I see now the transience and impermanence of this life that we get wrapped up in thinking it's so real. Ashes to Ashes - Dust to Dust. The speckled matter that everything in this physical existence is made up of casts itself to the winds once again to reform itself into another thriving organism only to dissolve again. All that remains is the pulse to continue.

For me the hour glass is a great representation of this endless flow of spirit from one form and size to another - It is also the symbol of the endless flow of time. When Mel died I buried half of his ashes in his family plot and kept half so that when I die our ashes can be mingled together in an hour glass that will slowly turn in circles every hour revealing one of the things I miss the most; the loving embrace of our juicy kisses. Each year one teaspoon of our ashes should be taken from the hourglass/urn and used to plant a fruit tree on our plot and then around L.A. - our town of marriage. When all the ashes are gone, the hour glass should be broken and the shards thrown into the ocean to become like worn gems that will some day wash up on the shores of beaches all over the world.

Bio:

Michelle Le Brun's debut as a filmmaker comes with the premiere of her documentary Death: A Love Story at the 1999 Sundance Film Festival.
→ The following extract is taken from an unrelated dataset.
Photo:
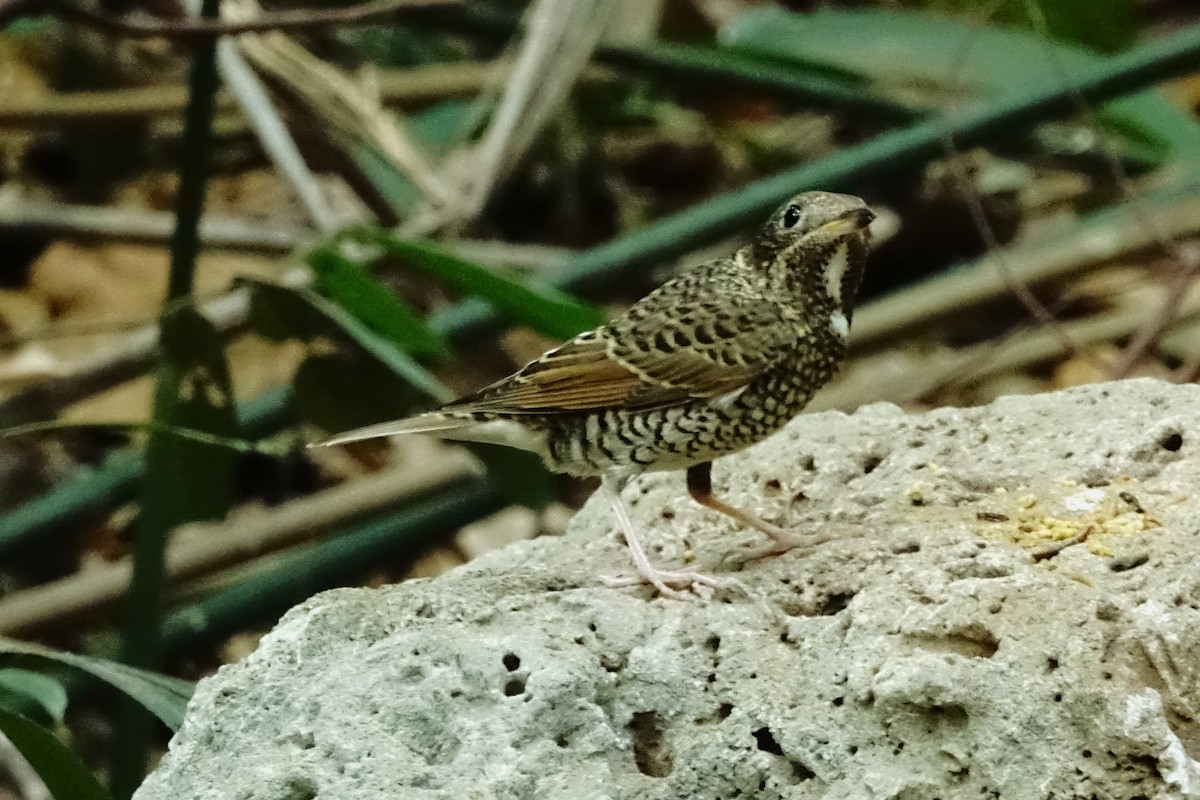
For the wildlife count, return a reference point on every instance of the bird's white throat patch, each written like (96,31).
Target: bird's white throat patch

Previously, she associate-produced and also acted in The Gifted (Cannes 1997) and The Presto Brothers, starring Felicity Huffman. Le Brun hails from Boston, where she has worked as an actor, performance artist, dance therapist, and creative arts educator. She also delivers seminars nationwide on the use of a multidisciplinary approach to the arts in education.

Mel Howard played a wide variety of roles on both sides of the camera. In a career that spanned more than 35 years, Mr. Howard achieved distinction as an actor, director, producer, production executive and Chairman such film training institutions as New York University and Boston University. He was also Co-Founding Associate Director of the American Film Institute.